Dans la ville chinoise de Yanbi (préfecture autonome de Yanbian), coincée entre la Corée du Nord et la Russie (non loin de Vladivostok) vivent 80.000 Sino-Coréens surnommés les Joseon-Jok. 50% de cette population vit d’activités illégales. Parmi eux, Kim Gu-Nam est chauffeur de taxi qui mène une vie misérable. Pour payer les 60.000 yuans du visa de sa femme qui est partie travailler en Corée du Sud, il a emprunté de l’argent qu’il est incapable de rembourser, non seulement à cause de son maigre salaire mais parce qu’il joue régulièrement au mah-jong et… perd, ce qui lui vaut des raclées des hommes de main de son débiteur. Un jour, il se voit proposer d’apurer sa dette par un marchand de chiens du 369 Market de la ville. Il doit pour cela aller à Séoul et… tuer un homme. D’abord rétif, Gu-Nam finit par accepter. Il voit dans cette occasion la possibilité de rechercher sa femme dont il est sans nouvelles depuis six mois. Laissant derrière lui sa mère et sa fille, Gu-Nam prend alors le train pour Dalian d’où il embarque clandestinement avec d’autres émigrés qui arrivent nuitamment près des côtes de la Corée.
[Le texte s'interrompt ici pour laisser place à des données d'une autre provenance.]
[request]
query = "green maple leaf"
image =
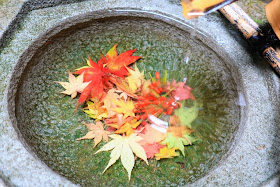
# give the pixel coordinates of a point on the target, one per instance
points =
(177, 142)
(124, 147)
(188, 115)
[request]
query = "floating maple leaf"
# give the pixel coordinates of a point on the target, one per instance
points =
(124, 147)
(177, 142)
(188, 115)
(125, 108)
(97, 132)
(152, 149)
(151, 135)
(128, 127)
(183, 92)
(74, 86)
(135, 79)
(95, 111)
(116, 64)
(166, 153)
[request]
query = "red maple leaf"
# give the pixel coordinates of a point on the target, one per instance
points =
(93, 74)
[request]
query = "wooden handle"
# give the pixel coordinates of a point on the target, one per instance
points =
(273, 58)
(242, 24)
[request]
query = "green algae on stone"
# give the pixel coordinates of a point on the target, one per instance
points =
(50, 125)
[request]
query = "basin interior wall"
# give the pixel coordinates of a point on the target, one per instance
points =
(217, 67)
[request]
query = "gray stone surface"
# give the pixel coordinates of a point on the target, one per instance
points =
(248, 164)
(8, 11)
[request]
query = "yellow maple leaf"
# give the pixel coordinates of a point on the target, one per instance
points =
(135, 79)
(128, 127)
(166, 153)
(124, 147)
(95, 111)
(74, 86)
(97, 132)
(124, 107)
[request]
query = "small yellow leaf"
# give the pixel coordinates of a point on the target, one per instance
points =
(124, 107)
(74, 86)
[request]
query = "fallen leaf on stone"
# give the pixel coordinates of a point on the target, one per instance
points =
(97, 132)
(124, 147)
(74, 86)
(166, 153)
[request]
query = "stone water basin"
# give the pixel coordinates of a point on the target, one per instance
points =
(237, 125)
(48, 125)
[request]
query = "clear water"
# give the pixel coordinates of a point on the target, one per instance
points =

Gu-Nam a dix jours pour accomplir sa mission avant de reprendre le bateau le 16 janvier. Commence alors un double travail de repérage des habitudes du Professeur Kim Seung-Hyun qui rentre toutes les nuits accompagné par son chauffeur au volant d’une grosse BMW et de recherche de sa femme Lee Hwa-Ja dans le quartier chinois de Garibong-dong. Une piste l’a conduit à un poissonnier avec lequel il se bagarre et à un sordide appartement où il retrouve une photo de sa fille. Puis, un soir où il se décide à agir pour respecter son contrat, tout bascule. D’autres assassins l’ont précédé dans l’escalier du Professeur mais c’est lui que la veuve voit et que la police essaie d’attraper. Le film encore assez lent dans sa première partie va s’accélérer jusqu’à sa conclusion. Dans un bureau d’Incheon, Kim Tae-Won est furieux que « ce type sorti d’on ne sait où ait tout fait foirer ». Traqué par toutes les polices du pays, Gu-Nam est désormais un fugitif qui essaie de regagner l’auberge où il a séjourné à son arrivée. A la télévision, il apprend qu’un cadavre de femme a été découvert et que le poissonnier est passé aux aveux. Pendant ce temps, Kim Tae-Won a envoyé ses nervis, et notamment Choi Sung-Nam, à Yanji pour régler son compte à Myun dont ils ont appris qu’il avait engagé Gu-Nam. Mal leur en prend car le passeur débarque en Corée. Unies pour éliminer Gu-Nam, les deux bandes rivales vont s’entre-tuer de façon particulièrement violente. Gu-Nam ne veut pas abdiquer avant de comprendre les raisons profondes de ce piège fatal. On n’en dira pas plus ici.

murderer05.jpg

S’il aura fallu 45 bonnes minutes pour que l’action se mette en place, les 95 suivantes (soit la durée d’un film traditionnel) ne nous laissent pas de répit entre les courses poursuites dans la montagne, dans un port et dans la ville, le rodéo automobile époustouflant (qui rend d’un seul coup « obsolète » tous les modèles du genre hollywoodiens), la scène de cascade avec le semi-remorque et les scènes de combat à la Tarentino. Dans ce polar qui frise souvent avec la bande-dessinée et le film gore, on ne voit d’ailleurs quasiment jamais de revolver sauf dans les mains maladroites de la police. Mais on se massacre allègrement au couteau, à la hache, à la clé et même à l’os dans une violence primitive et quasi barbare, stylisée dans une chorégraphie surréaliste qui la conduit aux confins du burlesque noir et du tragique antique mais qui coupe le souffle des spectateurs. Bénéficiant du soutien d’un grand studio hollywoodien (la Fox) et d’un tournage exceptionnellement long (plus de 300 jours de préparation et de tournage en Corée et en Chine),  ce film de plus de 5000 plans et de 250 scènes trépidantes a mobilisé beaucoup de moyens et d’énergie (comme la neutralisation de 3km de route en plein centre-ville de Busan, la mobilisation de 150 techniciens et l’utilisation d’une cinquantaine de véhicules – dont une vingtaine finira à la casse- pour la seule séquence de poursuite automobile entre Gu-Nam et Myun). On attendait Na Hong-Jin au tournant après son brillant Chaser. Il multiplie ici les virages, les culbutes et les voltiges avec brio. Décidément, le cinéma coréen ose tout et ne se refuse rien et tient là aux côtés de Park Chan-Wook, Bong Joon-Ho et Kim Jee-Won un de ses experts en sensations fortes.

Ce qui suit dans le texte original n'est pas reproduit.